Brandon Theron

Personal information
- Full name: Brandon Junior Theron
- Date of birth: 5 June 1993 (age 32)
- Position(s): Midfielder; winger;

Team information
- Current team: Golden Arrows
- Number: 42

Youth career
- Stars of Africa Academy

Senior career*
- Years: Team / Apps / (Gls)
- 2012–2016: Milano United / 89 / (16)
- 2016–2018: Highlands Park / 38 / (3)
- 2018–2020: Cape Umoya United / 48 / (2)
- 2020–2021: Tshakhuma Tsha Madzivhandila / 17 / (1)
- 2021–2023: Maritzburg United / 40 / (2)
- 2023–: Golden Arrows / 37 / (1)

= Brandon Theron =

South African soccer player

Brandon Theron (born 5 June 1993) is a South African soccer player who plays as a midfielder and winger for Golden Arrows in the Premier Soccer League.

After graduating from the Stars of Africa Academy, Theron played four seasons for Milano United before being bought by Highlands Park in 2016. The club was newly promoted to the first tier, and Theron made his first-tier debut in the 2016-17 South African Premier Division. Highlands Park were relegated again after one season. After Highlands Park, Theron played for Cape Umoya United.
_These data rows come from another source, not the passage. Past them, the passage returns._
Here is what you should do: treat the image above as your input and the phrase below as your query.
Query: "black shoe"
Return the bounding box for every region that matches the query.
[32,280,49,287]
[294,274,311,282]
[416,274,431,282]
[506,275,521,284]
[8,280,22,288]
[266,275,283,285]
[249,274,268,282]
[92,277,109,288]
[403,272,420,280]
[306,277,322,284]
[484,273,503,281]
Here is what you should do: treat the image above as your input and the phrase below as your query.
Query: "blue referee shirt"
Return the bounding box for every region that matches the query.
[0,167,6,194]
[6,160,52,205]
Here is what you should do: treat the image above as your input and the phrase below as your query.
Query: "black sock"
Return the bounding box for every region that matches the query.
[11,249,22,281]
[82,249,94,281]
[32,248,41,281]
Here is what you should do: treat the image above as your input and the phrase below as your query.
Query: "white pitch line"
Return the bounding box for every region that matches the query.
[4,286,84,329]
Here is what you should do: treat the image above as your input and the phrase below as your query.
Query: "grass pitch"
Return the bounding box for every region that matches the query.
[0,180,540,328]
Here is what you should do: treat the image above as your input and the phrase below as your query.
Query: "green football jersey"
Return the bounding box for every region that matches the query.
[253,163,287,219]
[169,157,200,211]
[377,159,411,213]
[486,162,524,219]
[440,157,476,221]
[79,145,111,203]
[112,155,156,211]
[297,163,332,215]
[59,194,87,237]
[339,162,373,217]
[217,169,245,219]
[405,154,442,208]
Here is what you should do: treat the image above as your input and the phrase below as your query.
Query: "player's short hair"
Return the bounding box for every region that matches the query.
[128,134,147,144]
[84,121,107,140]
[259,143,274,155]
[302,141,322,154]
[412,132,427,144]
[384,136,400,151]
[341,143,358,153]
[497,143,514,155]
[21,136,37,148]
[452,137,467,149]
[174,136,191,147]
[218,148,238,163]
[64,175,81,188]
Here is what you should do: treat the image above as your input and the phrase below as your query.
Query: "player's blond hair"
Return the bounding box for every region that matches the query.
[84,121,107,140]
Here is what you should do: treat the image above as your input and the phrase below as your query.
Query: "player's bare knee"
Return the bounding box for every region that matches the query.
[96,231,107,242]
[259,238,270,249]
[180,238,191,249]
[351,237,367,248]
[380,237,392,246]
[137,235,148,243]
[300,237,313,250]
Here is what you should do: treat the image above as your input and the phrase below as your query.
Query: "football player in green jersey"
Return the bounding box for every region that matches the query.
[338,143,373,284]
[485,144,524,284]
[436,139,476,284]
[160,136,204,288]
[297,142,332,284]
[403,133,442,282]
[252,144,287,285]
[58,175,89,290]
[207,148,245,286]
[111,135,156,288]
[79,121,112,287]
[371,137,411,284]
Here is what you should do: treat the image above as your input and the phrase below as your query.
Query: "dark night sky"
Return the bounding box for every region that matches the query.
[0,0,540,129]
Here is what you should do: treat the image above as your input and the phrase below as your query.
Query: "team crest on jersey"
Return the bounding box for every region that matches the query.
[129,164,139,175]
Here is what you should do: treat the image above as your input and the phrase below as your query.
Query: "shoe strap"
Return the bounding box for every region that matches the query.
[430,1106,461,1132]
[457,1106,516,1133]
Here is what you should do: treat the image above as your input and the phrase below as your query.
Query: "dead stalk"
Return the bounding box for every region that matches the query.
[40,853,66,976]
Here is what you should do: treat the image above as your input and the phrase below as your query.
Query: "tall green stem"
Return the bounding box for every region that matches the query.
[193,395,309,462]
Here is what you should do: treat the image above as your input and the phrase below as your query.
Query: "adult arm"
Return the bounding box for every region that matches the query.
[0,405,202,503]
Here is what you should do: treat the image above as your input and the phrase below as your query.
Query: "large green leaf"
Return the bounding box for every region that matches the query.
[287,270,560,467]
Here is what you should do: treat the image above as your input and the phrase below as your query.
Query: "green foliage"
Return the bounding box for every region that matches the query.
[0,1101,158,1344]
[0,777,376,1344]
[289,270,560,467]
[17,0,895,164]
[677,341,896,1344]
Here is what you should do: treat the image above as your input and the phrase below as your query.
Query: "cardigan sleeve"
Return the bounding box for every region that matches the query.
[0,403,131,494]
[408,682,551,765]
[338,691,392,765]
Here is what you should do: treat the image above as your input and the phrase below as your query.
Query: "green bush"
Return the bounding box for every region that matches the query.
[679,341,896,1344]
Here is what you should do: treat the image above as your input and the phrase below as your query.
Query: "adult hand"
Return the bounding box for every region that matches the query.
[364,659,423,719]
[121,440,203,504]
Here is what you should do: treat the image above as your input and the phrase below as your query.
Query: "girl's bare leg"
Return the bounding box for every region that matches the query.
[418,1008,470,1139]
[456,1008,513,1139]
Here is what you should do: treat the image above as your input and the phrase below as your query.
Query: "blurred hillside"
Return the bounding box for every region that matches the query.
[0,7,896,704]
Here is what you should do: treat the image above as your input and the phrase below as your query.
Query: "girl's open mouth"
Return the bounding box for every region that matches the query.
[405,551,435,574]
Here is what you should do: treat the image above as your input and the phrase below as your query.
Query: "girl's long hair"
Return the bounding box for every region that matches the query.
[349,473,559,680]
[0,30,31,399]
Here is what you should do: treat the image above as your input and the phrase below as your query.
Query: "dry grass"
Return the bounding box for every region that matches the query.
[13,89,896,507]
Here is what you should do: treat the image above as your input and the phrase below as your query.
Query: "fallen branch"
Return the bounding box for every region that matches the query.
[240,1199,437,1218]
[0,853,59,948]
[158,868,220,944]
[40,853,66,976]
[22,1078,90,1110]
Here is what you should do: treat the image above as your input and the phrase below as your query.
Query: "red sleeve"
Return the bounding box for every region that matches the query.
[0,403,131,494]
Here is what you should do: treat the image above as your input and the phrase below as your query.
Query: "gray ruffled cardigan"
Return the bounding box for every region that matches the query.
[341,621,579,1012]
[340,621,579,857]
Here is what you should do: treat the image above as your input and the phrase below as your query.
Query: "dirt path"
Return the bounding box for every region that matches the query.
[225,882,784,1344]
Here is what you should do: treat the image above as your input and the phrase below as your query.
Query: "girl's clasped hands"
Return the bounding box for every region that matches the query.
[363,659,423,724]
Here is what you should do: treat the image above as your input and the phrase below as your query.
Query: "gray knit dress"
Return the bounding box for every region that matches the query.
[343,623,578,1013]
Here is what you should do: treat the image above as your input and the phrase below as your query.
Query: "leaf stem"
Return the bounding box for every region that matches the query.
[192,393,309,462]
Theron returned to the top flight with Tshakhuma Tsha Madzivhandila. He won the 2020–21 Nedbank Cup with the team before being signed by Maritzburg United ahead of the 2021-22 season. In 2022, the team found itself at the bottom of the table when the Premier Division took a World Cup break, at which time Theron was injured. After the season ended in relegation, Theron was able to stay in the Premier Division nonetheless, as he was signed by Golden Arrows.